EU applications at the University have continued to fall each year from the levels recorded before the fee change. Previously, around 4,000 EU applications were submitted on UCAS each year. In the 2022 application cycle, 1,735 EU students applied to UCAS courses, down from 2,260 in 2021.
Unlike the case for American students, where the University of St Andrews may be cheaper than domestic universities, it is now considerably more expensive to attend university in Scotland than universities on the continent. Many universities in Europe are completely free for students from the EU. The increased cost of university is likely to have deterred some EU students from making an application at St Andrews.
Kieran Galpin, Deputy Features Editor for The Saint, compared St Andrews with Lund University in Sweden. Lund stands close to St Andrews in the QS World Rankings 2022, but it is completely free for EU students. Mr Galpin argues that post-Brexit fee changes will test the University’s ability to attract EU students.
The Saint analysis of data for the first full post-Brexit year shows that whilst EU applications have fallen significantly, levels of enrolment at the University have stayed the same. This shows that the University of St Andrews has not followed the nationwide trend, where EU students enrolling in British universities has more than halved since Brexit. In the UK, students from Italy, Germany, and France are experiencing the biggest drops in enrolment since Brexit, according to Higher Education Student Authority (HESA).
At the University of St Andrews, 985 EU students enrolled for the 2021/22 academic year. This has been a level of enrolment maintained throughout the period before and after the UK’s departure from the EU.
The data provided by HESA reveals the University’s commitment to maintain its balance of nationalities. The University has previously told The Saint, “One the great strengths of our university is the mix of nationalities, cultures and world views across our student body, and we have no plans to change that balance, or increase the numbers of students in St Andrews.”
The result of the University’s balancing strategy has been a surge in the enrolment rate of EU students. Whilst the actual standards of entry have not changed, the proportion of those receiving offers from the pool of applicants has climbed after Brexit, according to data provided by UCAS and HESA.
The offer rate for a place studying International Relations at the University reveals the palpable impact that fee status makes. In 2020, just over 1% of EU applicants received offers in IR, according to a recent Freedom of Information request. This stands in contrast with the 74% of non-EU international students that received offers to study the same course.
This discrepancy has changed, following the fall in EU applications and the University’s aim to maintain its student makeup. As EU students will no longer be funded by the Scottish government, MSPs have said that the number of places awarded to Scottish students will increase, as funding is redistributed to Scottish applicants.
Currently, Universities are told by the Scottish Government exactly how many Scottish students they can admit, and universities are fined if they go over or under the figure they are given.
The University has told The Saint, “The issue of the fees paid by the Scottish Government present a challenge to all universities, as these frequently don’t cover the actual cost of teaching.”
Richard Lochhead, MSP and former Minister for Higher Education has stated that the number of university places for students from Scotland would rise as a result of Brexit.
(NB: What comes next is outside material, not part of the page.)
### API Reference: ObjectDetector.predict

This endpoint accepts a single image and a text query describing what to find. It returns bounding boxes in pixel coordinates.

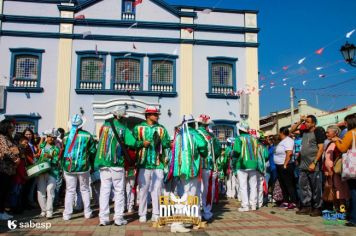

Mr Lochhead said, “As a result of EU law, we have treated EU students in the same way we treat students from Scotland. They do not pay tuition fees.”
“It is with a heavy heart that we have taken the difficult decision to end free education for new EU students from the academic year 2021/22 onwards as a consequence of Brexit.”
Brexit has also resulted in the UK's withdrawal from the Erasmus programme, which promotes short-term exchanges between European institutions and awards students with monthly funding while they study or work abroad.
The Erasmus programme has been replaced by the Turing scheme in the UK. Rather than focusing only on travel inside the EU like Erasmus, the new scheme attempts to finance student travel across the world.
Another key difference is that Erasmus sets out budgets for six or seven years. In the new Turing scheme, participant universities must apply for funding annually. This means that there is greater uncertainty on the number of students an institution can send abroad each year. It is individual universities that submit funding applications for the programmes they want to run under the scheme – this year the Turing scheme rejected 19 higher education institutions’ applications.
The Turing scheme has been confirmed at the University of St Andrews until 2024-2025 and the University has committed to bid annually.
As EU applicants fall at the University, there has been a significant increase in international student applications from outside the EU. Aftershocks of the UK’s withdrawal from the EU will continue to be seen across higher education in the country. Whilst there may be some cause for concern as EU applications fall, for the time being, you would not notice from the numbers of EU students at St Andrews.